Dalam membina rumah tangga yang baik bukan terletak pada posisi bapak atau ibu rumah tangga saja. Tapi, posisi keduanya sama-sama mempengaruhi. Bapak rumah tangga tidak akan berarti apa-apa tanpa ibu rumah tangga. Begitupun juga sebaliknya. Satu sama lain saling membutuhkan. Saling melengkapi antara kekurangan dan kelebihan di antara keduanya menjadi keharusan dalam membina rumah tangga.

Sehingga nantinya dominasi dan diskriminasi dalam kehidupan berumah tangga bisa diminimalisir. Menyadari posisi masing-masing akan tugasnya dalam kehidupan rumah tangga akan menghilangkan kecurigaan yang berlebihan di antara mereka.

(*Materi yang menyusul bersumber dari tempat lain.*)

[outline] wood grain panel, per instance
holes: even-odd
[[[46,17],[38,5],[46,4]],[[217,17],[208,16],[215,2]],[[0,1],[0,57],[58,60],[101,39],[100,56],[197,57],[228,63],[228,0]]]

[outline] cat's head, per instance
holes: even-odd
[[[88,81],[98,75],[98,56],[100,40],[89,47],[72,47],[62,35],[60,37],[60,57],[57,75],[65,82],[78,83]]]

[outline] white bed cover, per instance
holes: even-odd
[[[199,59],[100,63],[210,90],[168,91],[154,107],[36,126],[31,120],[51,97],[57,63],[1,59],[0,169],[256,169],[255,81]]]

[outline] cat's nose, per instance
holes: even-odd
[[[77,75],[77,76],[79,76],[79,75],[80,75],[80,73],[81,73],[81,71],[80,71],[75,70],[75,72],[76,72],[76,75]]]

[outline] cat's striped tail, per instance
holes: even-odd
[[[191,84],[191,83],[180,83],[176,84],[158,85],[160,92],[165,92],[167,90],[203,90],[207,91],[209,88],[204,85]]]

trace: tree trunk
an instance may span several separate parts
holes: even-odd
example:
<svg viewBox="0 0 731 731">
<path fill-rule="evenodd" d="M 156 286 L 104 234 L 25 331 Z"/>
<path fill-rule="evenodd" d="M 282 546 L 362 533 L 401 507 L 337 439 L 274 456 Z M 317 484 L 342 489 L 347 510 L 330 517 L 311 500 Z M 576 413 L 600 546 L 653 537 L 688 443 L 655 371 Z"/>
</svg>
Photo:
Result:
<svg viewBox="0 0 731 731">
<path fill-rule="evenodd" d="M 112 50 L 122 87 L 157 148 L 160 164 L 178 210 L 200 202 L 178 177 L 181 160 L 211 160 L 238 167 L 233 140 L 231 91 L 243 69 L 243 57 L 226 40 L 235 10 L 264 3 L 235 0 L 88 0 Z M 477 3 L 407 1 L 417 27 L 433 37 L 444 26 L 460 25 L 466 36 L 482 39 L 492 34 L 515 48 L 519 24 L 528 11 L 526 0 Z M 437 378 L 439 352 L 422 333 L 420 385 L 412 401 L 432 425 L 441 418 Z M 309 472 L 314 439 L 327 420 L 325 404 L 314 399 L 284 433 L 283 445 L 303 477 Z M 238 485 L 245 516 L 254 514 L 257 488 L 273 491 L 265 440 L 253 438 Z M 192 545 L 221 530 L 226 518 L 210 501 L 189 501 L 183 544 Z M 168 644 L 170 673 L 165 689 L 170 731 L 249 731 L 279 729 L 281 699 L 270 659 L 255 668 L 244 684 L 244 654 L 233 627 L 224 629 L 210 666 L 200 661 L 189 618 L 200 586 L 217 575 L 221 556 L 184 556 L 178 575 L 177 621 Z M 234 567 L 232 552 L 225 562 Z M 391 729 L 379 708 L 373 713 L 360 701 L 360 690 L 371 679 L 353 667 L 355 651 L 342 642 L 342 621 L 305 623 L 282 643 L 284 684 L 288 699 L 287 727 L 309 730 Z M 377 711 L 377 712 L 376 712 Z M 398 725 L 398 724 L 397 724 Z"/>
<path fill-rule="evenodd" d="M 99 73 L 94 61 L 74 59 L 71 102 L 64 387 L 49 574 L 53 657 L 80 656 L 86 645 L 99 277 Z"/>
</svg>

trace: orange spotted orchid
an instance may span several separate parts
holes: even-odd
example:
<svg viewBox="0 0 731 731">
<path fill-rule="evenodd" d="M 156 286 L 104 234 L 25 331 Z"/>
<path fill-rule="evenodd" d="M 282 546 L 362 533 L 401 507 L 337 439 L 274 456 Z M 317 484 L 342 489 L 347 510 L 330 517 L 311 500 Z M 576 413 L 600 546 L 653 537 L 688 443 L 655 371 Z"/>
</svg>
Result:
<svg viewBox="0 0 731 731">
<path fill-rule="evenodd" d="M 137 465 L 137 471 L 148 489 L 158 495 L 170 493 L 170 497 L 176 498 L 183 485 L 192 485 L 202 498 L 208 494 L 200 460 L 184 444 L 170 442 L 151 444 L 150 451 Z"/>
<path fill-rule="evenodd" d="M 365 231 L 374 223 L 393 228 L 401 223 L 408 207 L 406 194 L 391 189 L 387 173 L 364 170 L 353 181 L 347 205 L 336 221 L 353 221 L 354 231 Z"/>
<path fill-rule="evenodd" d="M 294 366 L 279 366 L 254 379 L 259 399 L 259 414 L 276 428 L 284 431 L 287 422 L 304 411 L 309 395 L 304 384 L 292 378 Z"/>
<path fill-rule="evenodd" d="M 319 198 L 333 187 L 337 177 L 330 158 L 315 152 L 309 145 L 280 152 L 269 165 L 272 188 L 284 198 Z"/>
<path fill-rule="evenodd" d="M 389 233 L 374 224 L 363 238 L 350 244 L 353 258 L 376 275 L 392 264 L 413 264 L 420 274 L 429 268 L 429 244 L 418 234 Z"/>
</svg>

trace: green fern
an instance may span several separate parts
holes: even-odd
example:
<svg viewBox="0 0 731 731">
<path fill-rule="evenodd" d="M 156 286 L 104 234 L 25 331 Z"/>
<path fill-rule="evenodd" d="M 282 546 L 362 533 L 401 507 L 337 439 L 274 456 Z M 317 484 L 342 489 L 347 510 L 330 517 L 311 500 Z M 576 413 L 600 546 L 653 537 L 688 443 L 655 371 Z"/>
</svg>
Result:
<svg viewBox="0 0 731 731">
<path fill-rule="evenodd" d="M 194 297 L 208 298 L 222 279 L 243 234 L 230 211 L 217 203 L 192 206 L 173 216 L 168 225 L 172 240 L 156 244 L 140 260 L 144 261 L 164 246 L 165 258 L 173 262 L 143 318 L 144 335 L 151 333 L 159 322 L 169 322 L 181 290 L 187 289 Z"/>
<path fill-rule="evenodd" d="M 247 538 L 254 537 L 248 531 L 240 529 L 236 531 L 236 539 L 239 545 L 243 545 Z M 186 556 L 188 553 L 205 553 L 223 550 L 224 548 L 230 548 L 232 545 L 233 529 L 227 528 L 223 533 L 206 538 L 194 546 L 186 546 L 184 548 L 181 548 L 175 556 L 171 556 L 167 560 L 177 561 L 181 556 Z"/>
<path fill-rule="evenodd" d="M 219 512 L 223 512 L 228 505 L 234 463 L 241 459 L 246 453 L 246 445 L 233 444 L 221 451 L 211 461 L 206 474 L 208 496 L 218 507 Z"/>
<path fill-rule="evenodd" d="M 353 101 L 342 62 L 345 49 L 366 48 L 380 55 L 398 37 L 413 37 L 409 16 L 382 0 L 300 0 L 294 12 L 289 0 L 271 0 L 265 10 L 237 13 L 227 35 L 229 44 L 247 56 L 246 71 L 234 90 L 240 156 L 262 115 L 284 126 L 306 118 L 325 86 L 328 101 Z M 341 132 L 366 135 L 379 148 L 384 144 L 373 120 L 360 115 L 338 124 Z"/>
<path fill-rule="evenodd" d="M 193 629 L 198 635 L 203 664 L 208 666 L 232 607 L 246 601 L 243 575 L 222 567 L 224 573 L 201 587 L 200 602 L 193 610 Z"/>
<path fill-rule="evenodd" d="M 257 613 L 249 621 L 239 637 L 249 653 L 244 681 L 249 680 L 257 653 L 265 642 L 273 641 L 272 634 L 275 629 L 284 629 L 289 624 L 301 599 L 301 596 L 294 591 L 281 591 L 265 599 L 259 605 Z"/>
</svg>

Al-hasil, karir ibu di luar rumah bukan suatu hal yang tidak boleh dilakukan. Selama ibu-ibu memiliki kemampuan berkarier, mereka berhak mengaktualisasikan sebagaimana layaknya manusia yang lain. Tidak ada undang-undang dan hukum yang melarangnya selama mereka tidak meninggalkan kewajiban sebagai hamba Tuhan dan ibu rumah tangga yang baik.